Sur un tapis dès qu’on te voit paraître,
Noble, bourgeois, clerc, prélat, petit-maître,
Femme surtout, chacun met son espoir
Dans tes cartons peints de rouge et de noir[2] :
Leur âme vide est du moins amusée
Par l’avarice en plaisir déguisée.
De ces exploits le beau monde occupé
Quitte à la fin le jeu pour le soupé ;
Chaque convive en liberté déploie
À son voisin son insipide joie.
L’homme machine, esprit qui tient du corps,

  1. Tous les jeux de cartes sont à l’enseigne du roi David. (Note de Voltaire, 1756.)
  2. Variante :
    Dans tes cartons peints de rouge et de noir.

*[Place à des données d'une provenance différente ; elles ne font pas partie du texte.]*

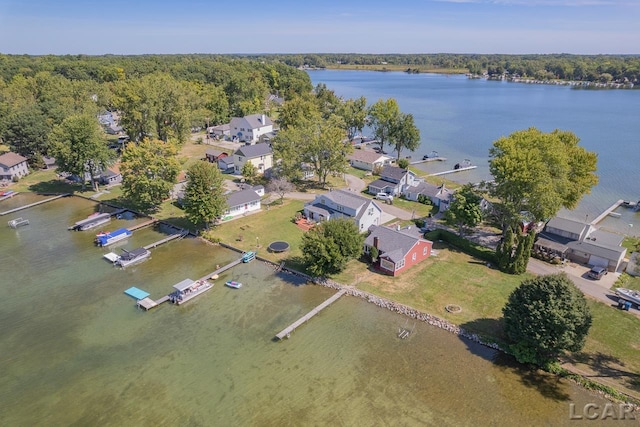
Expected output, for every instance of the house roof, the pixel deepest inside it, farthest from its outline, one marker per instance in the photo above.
(607, 252)
(393, 172)
(253, 151)
(431, 190)
(11, 159)
(393, 243)
(242, 197)
(368, 156)
(574, 227)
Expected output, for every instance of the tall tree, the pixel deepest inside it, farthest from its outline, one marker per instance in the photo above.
(354, 114)
(79, 146)
(328, 247)
(204, 199)
(149, 171)
(383, 115)
(539, 173)
(405, 134)
(545, 317)
(464, 210)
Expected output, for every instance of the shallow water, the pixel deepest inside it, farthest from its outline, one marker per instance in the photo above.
(76, 350)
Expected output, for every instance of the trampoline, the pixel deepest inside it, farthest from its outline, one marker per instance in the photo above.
(278, 246)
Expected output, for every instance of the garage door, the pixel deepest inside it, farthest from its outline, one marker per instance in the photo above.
(598, 262)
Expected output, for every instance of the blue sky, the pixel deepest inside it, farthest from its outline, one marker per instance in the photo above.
(301, 26)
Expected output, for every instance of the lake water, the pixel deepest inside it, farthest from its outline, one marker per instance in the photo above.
(76, 351)
(461, 118)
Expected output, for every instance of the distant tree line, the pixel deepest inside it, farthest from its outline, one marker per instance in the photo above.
(587, 68)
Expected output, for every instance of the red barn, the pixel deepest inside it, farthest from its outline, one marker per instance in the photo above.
(398, 249)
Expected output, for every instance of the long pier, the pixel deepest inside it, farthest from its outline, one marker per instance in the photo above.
(607, 212)
(287, 331)
(30, 205)
(143, 224)
(429, 159)
(165, 240)
(452, 171)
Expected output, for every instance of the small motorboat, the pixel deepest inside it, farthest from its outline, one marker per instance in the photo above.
(233, 284)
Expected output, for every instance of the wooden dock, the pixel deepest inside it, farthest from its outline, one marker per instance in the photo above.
(143, 224)
(165, 240)
(287, 331)
(452, 171)
(221, 269)
(607, 212)
(30, 205)
(430, 159)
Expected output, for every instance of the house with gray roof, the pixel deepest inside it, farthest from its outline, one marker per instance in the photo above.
(260, 155)
(368, 160)
(250, 128)
(394, 180)
(243, 202)
(398, 249)
(344, 204)
(13, 166)
(439, 195)
(582, 243)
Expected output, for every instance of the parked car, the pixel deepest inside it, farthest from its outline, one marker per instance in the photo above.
(596, 273)
(384, 196)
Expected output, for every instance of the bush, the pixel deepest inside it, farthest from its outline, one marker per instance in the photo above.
(463, 244)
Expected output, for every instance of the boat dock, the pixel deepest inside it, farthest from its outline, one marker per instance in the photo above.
(430, 159)
(143, 224)
(166, 239)
(452, 171)
(30, 205)
(287, 331)
(607, 212)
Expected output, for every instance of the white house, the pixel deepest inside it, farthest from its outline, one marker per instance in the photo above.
(243, 201)
(368, 160)
(249, 128)
(394, 180)
(13, 165)
(260, 155)
(344, 204)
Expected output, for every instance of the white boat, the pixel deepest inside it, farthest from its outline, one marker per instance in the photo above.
(132, 256)
(629, 295)
(189, 289)
(18, 222)
(109, 237)
(92, 221)
(234, 284)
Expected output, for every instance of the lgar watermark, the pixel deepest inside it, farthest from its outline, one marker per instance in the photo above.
(608, 411)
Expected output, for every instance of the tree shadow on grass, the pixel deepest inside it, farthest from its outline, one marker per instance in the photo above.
(549, 386)
(606, 366)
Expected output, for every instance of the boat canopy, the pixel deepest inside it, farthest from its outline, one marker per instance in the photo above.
(184, 285)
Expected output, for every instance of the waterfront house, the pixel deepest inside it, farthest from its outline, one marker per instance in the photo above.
(368, 160)
(250, 128)
(260, 155)
(581, 243)
(344, 204)
(439, 195)
(214, 155)
(243, 201)
(394, 180)
(13, 166)
(398, 249)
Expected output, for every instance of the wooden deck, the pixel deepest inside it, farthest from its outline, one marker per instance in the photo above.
(453, 171)
(287, 331)
(30, 205)
(607, 212)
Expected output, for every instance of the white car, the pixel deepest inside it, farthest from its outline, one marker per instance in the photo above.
(384, 196)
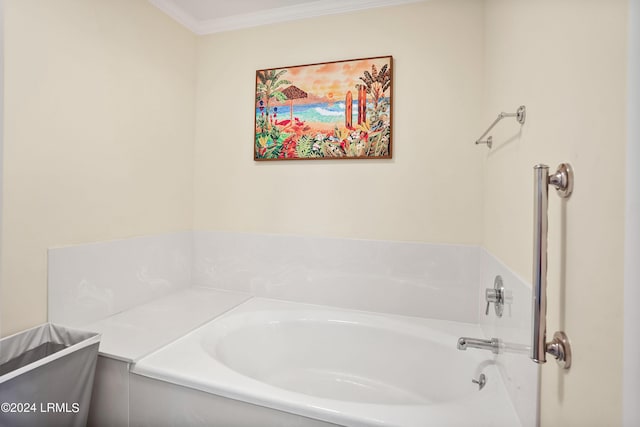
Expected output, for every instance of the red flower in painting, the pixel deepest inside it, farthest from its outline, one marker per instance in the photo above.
(289, 148)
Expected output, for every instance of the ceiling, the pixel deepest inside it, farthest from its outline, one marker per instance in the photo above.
(213, 16)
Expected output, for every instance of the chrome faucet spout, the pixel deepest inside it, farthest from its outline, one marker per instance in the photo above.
(493, 344)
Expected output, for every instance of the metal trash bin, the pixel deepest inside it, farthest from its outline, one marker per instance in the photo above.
(46, 377)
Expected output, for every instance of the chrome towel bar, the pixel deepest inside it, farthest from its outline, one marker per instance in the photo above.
(559, 347)
(520, 116)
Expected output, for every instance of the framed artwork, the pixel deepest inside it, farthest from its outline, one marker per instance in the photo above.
(331, 110)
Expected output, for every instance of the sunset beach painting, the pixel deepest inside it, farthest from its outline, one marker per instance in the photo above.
(332, 110)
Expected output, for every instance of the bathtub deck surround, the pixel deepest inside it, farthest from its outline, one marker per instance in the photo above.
(340, 366)
(155, 298)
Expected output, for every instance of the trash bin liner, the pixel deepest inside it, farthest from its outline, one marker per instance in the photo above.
(46, 377)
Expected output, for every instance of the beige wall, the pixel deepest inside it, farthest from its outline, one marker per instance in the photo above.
(98, 143)
(430, 191)
(566, 61)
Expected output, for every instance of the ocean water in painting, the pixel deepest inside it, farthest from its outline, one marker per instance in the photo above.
(320, 112)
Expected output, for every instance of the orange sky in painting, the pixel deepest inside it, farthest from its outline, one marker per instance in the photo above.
(331, 80)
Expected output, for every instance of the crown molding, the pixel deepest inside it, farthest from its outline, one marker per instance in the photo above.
(271, 16)
(173, 10)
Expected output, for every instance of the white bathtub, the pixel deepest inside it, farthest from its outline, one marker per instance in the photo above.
(345, 367)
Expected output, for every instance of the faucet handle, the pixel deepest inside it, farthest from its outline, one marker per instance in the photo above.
(495, 295)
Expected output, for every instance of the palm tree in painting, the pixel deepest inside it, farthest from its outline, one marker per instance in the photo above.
(268, 85)
(377, 83)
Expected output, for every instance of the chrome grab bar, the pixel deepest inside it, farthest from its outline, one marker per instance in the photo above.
(559, 347)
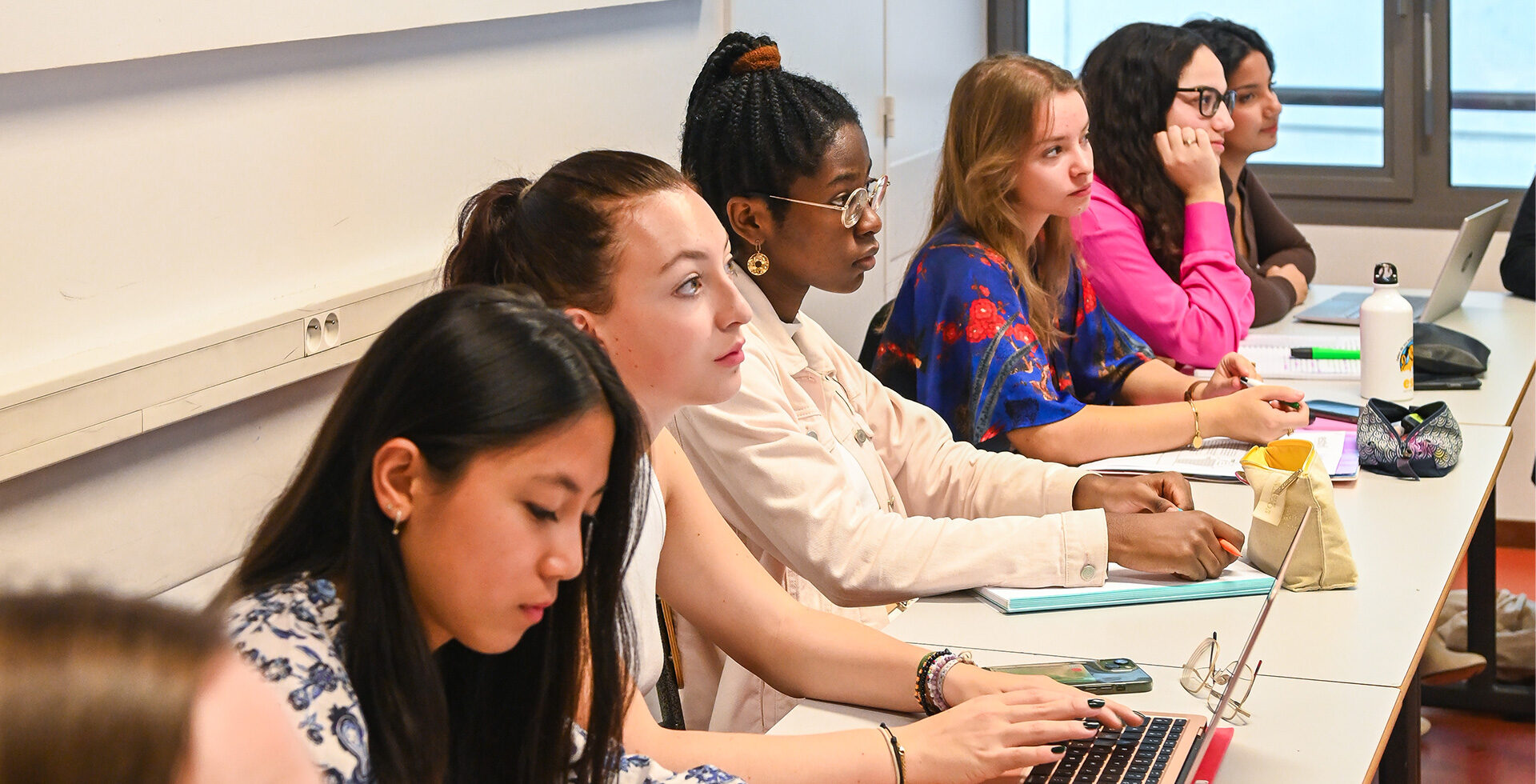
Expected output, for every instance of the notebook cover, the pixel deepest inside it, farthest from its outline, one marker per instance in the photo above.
(1128, 586)
(1215, 749)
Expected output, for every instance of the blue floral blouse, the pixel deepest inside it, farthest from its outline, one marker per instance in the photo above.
(959, 342)
(292, 634)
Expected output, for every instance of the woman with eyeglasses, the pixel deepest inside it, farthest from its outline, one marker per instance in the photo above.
(994, 326)
(1155, 238)
(1275, 255)
(848, 494)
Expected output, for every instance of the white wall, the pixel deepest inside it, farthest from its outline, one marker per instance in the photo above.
(925, 50)
(148, 197)
(1346, 255)
(151, 194)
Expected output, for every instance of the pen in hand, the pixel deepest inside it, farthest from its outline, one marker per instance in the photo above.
(1249, 383)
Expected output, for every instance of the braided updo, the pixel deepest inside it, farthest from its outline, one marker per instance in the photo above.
(754, 128)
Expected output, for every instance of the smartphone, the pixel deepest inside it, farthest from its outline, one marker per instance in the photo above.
(1332, 410)
(1100, 677)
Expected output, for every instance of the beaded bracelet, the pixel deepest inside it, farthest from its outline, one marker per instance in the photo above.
(941, 672)
(921, 689)
(898, 754)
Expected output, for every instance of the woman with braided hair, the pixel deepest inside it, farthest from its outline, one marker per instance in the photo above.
(629, 251)
(850, 494)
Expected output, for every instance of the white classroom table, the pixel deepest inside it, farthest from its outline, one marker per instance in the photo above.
(1306, 730)
(1338, 666)
(1502, 322)
(1406, 538)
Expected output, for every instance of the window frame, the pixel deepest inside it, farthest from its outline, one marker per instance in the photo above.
(1412, 190)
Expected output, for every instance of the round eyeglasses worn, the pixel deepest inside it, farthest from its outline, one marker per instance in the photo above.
(853, 205)
(1210, 98)
(1202, 678)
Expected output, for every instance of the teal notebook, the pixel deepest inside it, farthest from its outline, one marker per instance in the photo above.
(1128, 586)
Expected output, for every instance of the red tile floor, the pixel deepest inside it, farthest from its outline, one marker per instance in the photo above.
(1475, 747)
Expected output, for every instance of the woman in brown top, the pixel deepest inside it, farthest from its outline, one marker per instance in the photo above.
(1275, 255)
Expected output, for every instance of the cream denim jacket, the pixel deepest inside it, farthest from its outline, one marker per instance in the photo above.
(954, 517)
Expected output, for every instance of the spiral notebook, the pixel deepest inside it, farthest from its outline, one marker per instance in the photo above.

    Tu fais leur joie, et l’âme est abusée
    Par l’avarice en plaisir déguisée.
    C’est là qu’on voit l’Intérêt attentif,
    Qui d’un œil sombre et d’un esprit actif,
    En combinant que deux et deux font quatre,
    S’obstine à vaincre, et se plaît à combattre.
    Saint-Severin, et vous, grave du Theil,
    Travaillez-vous avec un soin pareil,
    Quand dans les murs bâtis par Charlemagne
    Vous rajustez la France et l’Allemagne !
    De ces exploits, etc.
    — Le marquis de Saint-Severin, l’un des plénipotentiaires au congrès d’Aix-la-Chapelle.